St. Jerome postulated this very specific number symbolizes the one-hundred-and-fifty-three species of fish that were known at the time, and these in turn symbolize all the nations and people of the earth. And as I listened, I briefly wondered about the other thirty-two-thousand species of fish we now know of, and I guess it’s all the same because the apostles knew of one hundred and fifty-three in their time and place, and that’s what matters — a time and a place — and that is the point. The local is where we find the universal, and where it finds us.
Indeed, in the case of my uncle, it wasn’t even one-hundred-and-fifty-three. It was bluegill, perch, crappie, bass, and an occasional walleye. That’s what we have around here; that’s our local stock and fare, and my uncle was the consummate localist. By which I do not mean, as is often meant, that he was someone who wrote essays about ‘localism,’ though I imagine he could have done so well enough. He was a great bibliophile, and early in life he had hoped to go to school to be an English professor.

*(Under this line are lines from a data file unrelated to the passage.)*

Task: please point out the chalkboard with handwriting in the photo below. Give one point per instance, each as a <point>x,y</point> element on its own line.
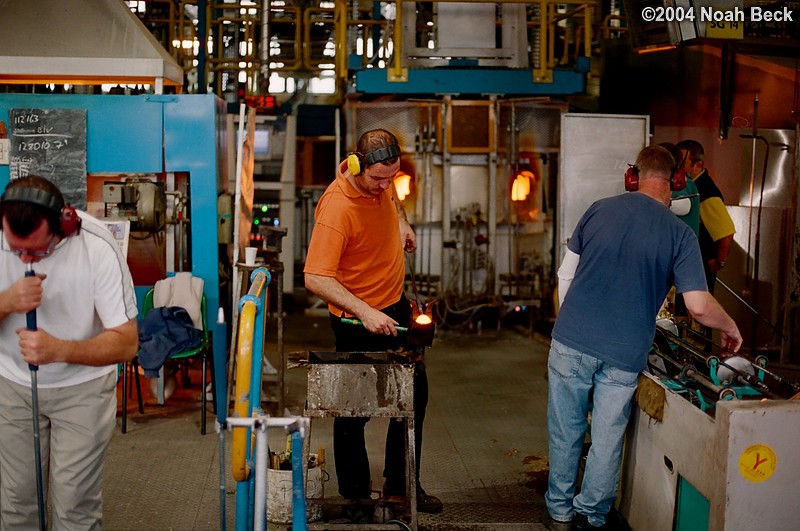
<point>51,143</point>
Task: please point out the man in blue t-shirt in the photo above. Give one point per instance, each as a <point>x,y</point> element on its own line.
<point>624,256</point>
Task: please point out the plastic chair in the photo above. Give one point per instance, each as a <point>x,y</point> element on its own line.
<point>202,350</point>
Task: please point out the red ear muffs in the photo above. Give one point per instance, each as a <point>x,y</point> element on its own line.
<point>677,180</point>
<point>631,178</point>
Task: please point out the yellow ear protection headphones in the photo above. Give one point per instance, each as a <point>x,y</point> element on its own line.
<point>69,223</point>
<point>356,162</point>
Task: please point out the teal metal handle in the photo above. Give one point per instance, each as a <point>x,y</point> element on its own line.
<point>357,322</point>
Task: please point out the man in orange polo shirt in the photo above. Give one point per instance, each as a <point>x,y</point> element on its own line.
<point>355,263</point>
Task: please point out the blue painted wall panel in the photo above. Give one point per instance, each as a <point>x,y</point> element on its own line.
<point>128,134</point>
<point>122,133</point>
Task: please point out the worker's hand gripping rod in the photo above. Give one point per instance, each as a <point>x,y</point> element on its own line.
<point>37,445</point>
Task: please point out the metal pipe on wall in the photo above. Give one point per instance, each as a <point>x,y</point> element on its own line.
<point>492,250</point>
<point>446,191</point>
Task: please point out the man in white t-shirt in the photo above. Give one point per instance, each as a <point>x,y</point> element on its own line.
<point>85,307</point>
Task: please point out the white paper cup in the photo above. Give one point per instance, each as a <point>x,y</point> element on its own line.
<point>250,255</point>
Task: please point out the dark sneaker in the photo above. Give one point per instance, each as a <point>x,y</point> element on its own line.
<point>427,503</point>
<point>555,525</point>
<point>612,523</point>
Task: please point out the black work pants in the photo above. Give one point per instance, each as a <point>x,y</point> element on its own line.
<point>349,447</point>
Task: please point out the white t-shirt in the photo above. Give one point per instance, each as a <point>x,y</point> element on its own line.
<point>88,289</point>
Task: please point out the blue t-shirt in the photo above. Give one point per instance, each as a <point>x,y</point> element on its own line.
<point>632,250</point>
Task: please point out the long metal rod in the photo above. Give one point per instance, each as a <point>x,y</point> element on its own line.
<point>755,312</point>
<point>37,443</point>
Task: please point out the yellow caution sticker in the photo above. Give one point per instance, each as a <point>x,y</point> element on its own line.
<point>757,463</point>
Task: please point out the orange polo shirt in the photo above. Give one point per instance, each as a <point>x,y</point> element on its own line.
<point>356,240</point>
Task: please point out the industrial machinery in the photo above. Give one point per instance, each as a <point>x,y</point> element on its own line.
<point>712,443</point>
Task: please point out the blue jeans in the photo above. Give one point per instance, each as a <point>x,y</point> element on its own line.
<point>574,380</point>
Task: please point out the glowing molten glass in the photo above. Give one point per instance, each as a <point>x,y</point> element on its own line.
<point>423,319</point>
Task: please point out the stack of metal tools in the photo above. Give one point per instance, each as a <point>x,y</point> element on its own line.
<point>690,364</point>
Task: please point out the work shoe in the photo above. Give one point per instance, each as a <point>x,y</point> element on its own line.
<point>555,525</point>
<point>427,503</point>
<point>613,523</point>
<point>358,514</point>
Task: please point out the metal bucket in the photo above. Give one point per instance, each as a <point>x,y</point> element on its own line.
<point>279,494</point>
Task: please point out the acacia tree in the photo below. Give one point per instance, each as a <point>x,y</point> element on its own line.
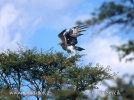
<point>125,89</point>
<point>111,13</point>
<point>48,74</point>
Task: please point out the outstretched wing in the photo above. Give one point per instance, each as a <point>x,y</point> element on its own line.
<point>60,35</point>
<point>77,29</point>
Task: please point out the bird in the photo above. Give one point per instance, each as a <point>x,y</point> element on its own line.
<point>69,39</point>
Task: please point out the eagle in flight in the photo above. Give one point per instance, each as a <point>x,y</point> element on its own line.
<point>69,39</point>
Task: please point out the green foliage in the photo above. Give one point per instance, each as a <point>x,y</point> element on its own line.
<point>48,74</point>
<point>126,49</point>
<point>125,88</point>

But he married a lovely young lady from the neighborhood softball team (my aunt, who had apparently taken up the sport in the hopes of meeting him), and soon enough they married and soon enough children came along who could not wait for a doctorate to feed them. So he took the uncredentialed jobs available to support a family in a small town, and he kept at it day after day, year after year. And he spent most of his time in a fairly tight radius in our unassuming neck of the woods, which, he once confided to me, is a true paradise. And although he kept responsibly informed about persons and matters far away, about wars and weather patterns, congresses and conclaves, he never seemed worried or unsettled by them. He mostly focused on the things and the people nearest to him, one of whom had long ago said ‘Let not your hearts be troubled.’
Both men eventually met their earthly end: Peter in Rome in AD 64 or so, and my uncle in his home in Wisconsin just recently — on my mother’s birthday in fact. A couple of years back, he had told my grandmother and the family assembled in his living room that he had cancer, and I will not soon forget the peace with which he accepted this, and the complete sincerity with which he told us that he was grateful for it and for whatever lay ahead. This past weekend my aunts gathered again to make food and preparations, but this time for the more somber occasion of his funeral.
Consider, then, these two men. They lived thousands of years apart, and neither ever set foot on the same plot of ground, nor even the same continent, as the other. One is known the world over, and the other you’ve only just heard of for the first time. Yet they are indelibly tied to one another. A transcendent faith connects them, across the miles and millennia. They are linked and conjoined and made as one body by he who summoned fishers of men, he who is the Prince of Peace yet came to set a fire on the Earth, he who lived and died and rose in a particular place at a particular time among particular people but who in his very person binds all times and places and people together.”